ERROR genesis_utils.py:571 Unable to find node_uuid for **node3**
ERROR lcm_genesis.py:455 Failed to get svm id
INFO catalog_staging.py:757 Removing /home/nutanix/tmp/lcm_staging/94eb35b1-b557-4de3-91bc-4dff182022f9 after extraction with rm -rf /home/nutanix/tmp/lcm_staging/94eb35b1-b557-4de3-91bc-4dff182022f9
INFO command_execute.py:55 Attempt 0 to execute rm -rf /home/nutanix/tmp/lcm_staging/94eb35b1-b557-4de3-91bc-4dff182022f9 on **node3**
INFO framework_updater.py:581 Successfully staged LCM update module for LCM Version 2.5.32269 at /home/nutanix/tmp/lcm_staging
INFO framework_updater.py:585 Staging LCM image module for version 2.5.32269 on cvm **node3**
INFO catalog_staging.py:610 Prep remote staging area /home/nutanix/tmp/lcm_staging/framework_image
ERROR genesis_utils.py:571 Unable to find node_uuid for **node3**
ERROR lcm_genesis.py:455 Failed to get svm id

 

~/cluster/lib/py$ lcm_auto_upgrade_status
Intended update version: 2.5.32269
2.5.32269: **node1**,**node2**
Nodes not on Intended update version
2.4.4.1.28720: **node3**

 

cluster status | egrep -i "zeus|CVM:"
2022-09-30 10:53:28,694Z INFO zookeeper_session.py:176 cluster is attempting to connect to Zookeeper
2022-09-30 10:53:28,699Z INFO cluster:2729 Executing action status on SVMs **node1**,**node2**, **node3**
        CVM: **node1** Up, ZeusLeader
                                Zeus   UP       g29344, 29389, 29390, 29391, 29411, 29429]
        CVM: **node2** Up
                                Zeus   UP       *10640, 10675, 10676, 13368, 13384, 13401]
2022-09-30 10:53:31,316Z INFO cluster:2888 Success!
        CVM: **node3** Up
                                Zeus   UP       13600, 3638, 3639, 3640, 3649, 3667]

 

As its community edition ill need to try and solve this myself - im wondering if anyone has ran into this issue before with lcm and if using these to bypass or end the tasks is safe to perform with lcm?

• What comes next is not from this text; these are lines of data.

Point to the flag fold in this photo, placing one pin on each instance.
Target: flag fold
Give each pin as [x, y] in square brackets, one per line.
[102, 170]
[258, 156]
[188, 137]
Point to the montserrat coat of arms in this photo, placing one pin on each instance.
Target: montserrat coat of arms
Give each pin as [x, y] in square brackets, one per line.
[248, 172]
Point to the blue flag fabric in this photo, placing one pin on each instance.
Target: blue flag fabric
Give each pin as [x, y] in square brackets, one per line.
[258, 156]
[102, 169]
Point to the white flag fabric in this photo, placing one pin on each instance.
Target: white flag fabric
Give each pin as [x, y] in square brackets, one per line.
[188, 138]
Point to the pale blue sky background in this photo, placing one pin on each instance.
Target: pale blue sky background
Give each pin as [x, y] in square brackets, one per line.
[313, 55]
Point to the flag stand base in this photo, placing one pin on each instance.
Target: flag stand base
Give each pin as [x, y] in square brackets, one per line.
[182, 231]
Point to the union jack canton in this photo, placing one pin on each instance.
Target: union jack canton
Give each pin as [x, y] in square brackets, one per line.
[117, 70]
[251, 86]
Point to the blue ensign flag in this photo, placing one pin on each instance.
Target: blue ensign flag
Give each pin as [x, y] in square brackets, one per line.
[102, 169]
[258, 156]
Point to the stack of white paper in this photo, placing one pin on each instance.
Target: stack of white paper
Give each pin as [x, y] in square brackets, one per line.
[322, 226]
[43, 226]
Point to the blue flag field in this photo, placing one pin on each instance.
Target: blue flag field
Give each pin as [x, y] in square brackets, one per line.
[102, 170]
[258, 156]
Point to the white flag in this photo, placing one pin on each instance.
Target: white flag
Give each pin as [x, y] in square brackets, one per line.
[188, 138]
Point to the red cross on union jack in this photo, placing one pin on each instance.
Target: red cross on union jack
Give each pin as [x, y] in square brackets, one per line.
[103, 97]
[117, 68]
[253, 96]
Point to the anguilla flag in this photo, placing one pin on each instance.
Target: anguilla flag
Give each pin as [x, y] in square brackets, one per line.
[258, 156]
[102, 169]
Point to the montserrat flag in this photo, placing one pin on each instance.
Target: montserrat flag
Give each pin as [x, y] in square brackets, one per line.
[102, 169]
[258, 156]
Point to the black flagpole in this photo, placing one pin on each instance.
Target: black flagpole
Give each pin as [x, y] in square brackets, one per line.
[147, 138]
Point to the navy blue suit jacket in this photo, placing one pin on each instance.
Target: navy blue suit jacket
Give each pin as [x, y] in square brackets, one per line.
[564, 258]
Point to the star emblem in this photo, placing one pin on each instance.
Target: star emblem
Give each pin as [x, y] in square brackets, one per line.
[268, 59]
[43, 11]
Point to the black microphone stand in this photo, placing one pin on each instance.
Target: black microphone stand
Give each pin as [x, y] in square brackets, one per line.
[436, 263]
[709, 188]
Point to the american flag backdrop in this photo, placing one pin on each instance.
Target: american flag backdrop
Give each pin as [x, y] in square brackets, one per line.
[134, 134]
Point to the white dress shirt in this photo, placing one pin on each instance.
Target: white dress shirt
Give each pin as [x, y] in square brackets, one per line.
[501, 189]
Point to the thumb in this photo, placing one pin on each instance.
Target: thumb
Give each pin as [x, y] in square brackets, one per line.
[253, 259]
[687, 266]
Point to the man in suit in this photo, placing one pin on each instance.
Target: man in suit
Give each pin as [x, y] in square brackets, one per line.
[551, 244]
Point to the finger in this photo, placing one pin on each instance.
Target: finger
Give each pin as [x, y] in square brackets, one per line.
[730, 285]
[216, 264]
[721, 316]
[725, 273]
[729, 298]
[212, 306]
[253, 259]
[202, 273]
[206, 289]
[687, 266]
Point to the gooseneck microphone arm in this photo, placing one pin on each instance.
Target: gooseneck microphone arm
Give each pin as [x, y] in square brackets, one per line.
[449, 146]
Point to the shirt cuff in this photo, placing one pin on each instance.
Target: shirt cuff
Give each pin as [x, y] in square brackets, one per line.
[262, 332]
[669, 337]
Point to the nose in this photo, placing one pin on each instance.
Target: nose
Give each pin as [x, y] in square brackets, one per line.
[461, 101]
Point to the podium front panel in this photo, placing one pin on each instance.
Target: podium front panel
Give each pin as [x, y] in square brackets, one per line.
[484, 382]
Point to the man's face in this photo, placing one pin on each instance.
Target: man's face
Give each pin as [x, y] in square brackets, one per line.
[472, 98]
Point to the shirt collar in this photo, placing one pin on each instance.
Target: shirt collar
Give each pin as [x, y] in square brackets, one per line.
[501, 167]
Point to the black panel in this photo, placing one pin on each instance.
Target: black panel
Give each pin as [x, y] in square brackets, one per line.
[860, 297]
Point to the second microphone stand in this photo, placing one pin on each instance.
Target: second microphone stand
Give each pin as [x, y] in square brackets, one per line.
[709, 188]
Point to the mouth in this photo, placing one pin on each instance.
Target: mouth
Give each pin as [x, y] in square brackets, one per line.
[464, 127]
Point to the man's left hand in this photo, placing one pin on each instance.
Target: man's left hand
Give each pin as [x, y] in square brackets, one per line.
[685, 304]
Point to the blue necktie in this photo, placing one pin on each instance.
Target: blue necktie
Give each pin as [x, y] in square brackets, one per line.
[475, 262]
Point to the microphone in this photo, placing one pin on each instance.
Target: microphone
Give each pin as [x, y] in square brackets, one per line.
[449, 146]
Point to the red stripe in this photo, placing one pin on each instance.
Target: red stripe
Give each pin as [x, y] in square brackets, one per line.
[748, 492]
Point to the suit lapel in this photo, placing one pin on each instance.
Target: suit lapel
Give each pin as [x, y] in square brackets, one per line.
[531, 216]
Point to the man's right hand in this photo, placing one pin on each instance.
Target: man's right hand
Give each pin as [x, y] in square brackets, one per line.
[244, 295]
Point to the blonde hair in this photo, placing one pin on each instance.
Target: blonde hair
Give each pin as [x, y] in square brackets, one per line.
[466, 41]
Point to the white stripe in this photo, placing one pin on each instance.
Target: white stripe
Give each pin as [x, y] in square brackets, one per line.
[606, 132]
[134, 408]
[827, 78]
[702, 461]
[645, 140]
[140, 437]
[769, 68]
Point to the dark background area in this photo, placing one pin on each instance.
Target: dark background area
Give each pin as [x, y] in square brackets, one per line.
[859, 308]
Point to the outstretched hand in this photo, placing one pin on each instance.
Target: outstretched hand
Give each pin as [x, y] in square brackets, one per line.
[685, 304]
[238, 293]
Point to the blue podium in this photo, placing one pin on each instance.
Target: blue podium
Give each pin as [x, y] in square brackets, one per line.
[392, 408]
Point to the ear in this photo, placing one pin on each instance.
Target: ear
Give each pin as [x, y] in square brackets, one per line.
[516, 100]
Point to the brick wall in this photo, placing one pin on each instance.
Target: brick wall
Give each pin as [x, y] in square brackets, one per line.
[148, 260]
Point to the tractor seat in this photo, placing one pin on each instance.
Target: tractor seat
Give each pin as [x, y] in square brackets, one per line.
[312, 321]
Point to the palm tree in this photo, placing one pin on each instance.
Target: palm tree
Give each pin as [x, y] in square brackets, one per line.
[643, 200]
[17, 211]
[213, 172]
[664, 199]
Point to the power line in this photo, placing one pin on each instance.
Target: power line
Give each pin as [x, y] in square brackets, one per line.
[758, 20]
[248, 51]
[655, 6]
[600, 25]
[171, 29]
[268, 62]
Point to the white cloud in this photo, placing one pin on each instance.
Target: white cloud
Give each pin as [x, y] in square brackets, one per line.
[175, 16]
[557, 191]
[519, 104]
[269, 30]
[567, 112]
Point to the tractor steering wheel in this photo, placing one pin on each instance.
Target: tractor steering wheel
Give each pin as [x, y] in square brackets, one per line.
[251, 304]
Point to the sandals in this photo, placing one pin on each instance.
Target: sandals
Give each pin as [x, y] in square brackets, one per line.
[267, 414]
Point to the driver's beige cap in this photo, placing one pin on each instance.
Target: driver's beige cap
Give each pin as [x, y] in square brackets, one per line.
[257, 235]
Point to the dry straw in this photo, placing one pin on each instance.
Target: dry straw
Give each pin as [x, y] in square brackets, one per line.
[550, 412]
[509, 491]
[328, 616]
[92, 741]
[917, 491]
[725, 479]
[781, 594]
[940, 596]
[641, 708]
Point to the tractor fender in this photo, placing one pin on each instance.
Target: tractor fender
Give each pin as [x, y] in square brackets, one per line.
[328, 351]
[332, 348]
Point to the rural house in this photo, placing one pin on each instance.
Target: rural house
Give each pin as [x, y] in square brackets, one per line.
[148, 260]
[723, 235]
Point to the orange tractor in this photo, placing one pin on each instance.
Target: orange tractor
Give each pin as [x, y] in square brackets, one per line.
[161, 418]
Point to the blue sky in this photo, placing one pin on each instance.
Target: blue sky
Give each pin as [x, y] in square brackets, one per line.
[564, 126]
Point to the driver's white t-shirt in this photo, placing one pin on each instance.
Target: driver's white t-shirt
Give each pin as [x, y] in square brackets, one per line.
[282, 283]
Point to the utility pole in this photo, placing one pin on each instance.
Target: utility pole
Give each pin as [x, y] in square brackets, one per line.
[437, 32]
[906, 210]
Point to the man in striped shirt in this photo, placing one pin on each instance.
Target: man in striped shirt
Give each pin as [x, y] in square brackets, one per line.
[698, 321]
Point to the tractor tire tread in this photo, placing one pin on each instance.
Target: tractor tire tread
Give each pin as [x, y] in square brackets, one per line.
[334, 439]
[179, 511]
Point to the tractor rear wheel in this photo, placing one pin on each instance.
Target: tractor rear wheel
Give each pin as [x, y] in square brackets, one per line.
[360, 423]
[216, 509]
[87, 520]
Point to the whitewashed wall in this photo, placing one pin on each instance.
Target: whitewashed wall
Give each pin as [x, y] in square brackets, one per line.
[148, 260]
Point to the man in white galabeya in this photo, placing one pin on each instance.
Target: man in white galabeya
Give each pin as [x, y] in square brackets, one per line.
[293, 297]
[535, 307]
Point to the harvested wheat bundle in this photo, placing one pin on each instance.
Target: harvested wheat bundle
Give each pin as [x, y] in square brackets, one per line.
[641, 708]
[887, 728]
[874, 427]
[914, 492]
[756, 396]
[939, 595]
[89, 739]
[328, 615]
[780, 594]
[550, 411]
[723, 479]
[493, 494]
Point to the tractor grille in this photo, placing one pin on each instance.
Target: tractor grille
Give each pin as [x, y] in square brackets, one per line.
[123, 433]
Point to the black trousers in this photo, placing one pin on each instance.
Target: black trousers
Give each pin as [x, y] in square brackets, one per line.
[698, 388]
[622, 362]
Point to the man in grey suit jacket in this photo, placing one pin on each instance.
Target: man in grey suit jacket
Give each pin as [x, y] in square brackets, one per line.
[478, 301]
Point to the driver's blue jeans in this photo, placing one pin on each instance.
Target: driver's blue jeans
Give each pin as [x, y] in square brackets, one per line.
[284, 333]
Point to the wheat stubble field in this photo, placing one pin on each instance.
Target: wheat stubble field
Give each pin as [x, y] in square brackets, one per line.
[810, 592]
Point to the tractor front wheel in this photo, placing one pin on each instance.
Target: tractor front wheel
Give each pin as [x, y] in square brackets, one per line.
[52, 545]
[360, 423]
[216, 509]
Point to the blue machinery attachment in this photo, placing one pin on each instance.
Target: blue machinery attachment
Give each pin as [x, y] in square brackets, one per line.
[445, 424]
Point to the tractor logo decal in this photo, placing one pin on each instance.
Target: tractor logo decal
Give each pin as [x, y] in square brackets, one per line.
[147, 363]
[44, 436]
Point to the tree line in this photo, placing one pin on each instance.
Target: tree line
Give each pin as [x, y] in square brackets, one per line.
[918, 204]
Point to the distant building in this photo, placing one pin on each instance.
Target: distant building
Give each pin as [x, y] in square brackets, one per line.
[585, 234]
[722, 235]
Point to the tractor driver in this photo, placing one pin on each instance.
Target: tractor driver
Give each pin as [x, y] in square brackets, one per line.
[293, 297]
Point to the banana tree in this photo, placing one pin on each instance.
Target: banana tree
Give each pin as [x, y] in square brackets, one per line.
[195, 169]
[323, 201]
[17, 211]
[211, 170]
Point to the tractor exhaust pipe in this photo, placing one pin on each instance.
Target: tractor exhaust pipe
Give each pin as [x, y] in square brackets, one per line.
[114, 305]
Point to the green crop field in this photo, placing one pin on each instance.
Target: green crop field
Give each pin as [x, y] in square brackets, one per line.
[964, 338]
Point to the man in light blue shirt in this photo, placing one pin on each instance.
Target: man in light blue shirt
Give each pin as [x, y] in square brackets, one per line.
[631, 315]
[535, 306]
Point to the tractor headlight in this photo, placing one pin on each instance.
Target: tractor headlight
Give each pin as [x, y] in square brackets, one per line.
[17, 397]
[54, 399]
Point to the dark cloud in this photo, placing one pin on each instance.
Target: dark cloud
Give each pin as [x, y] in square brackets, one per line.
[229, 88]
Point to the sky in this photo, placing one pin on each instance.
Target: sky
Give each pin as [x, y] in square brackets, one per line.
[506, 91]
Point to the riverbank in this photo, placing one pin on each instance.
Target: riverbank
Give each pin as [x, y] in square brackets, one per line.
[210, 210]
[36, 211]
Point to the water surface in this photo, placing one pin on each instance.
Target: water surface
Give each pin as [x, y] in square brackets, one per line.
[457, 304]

ergon_update_task --task_uuid='XXXXXXXXXXXX' --task_status=succeeded or (aborted)

WARNING: Using this command can cause database corruption and complete system failure, if used improperly.
Are you sure you want to continue? (y/n)
 
Id like to keep interruption of the cluster workload to a minimum.
 

14 replies

Userlevel 5
Badge +7

Hi Rob,

I hope you're well. I'm pretty sure I've used this same ecli to mark LCM tasks aborted (LCM inventory tasks that just sat forever). I'm not sure if it'll help with the issue, but I do think it'd make the logs more interesting from a fresh run.

Userlevel 5
Badge +7

Might also be interesting to see how Steve fixed similar.

https://next.nutanix.com/how-it-works-22/lcm-framework-stuck-updating-3927

Though yours is talking about not being able to find the uuid, I wonder if you can find the uuid from the earlier logs?

Badge +1

Thanks for the reply - thats exactly one of the previous discussions i was looking at to help fix this. Not many the same issue i think but similar.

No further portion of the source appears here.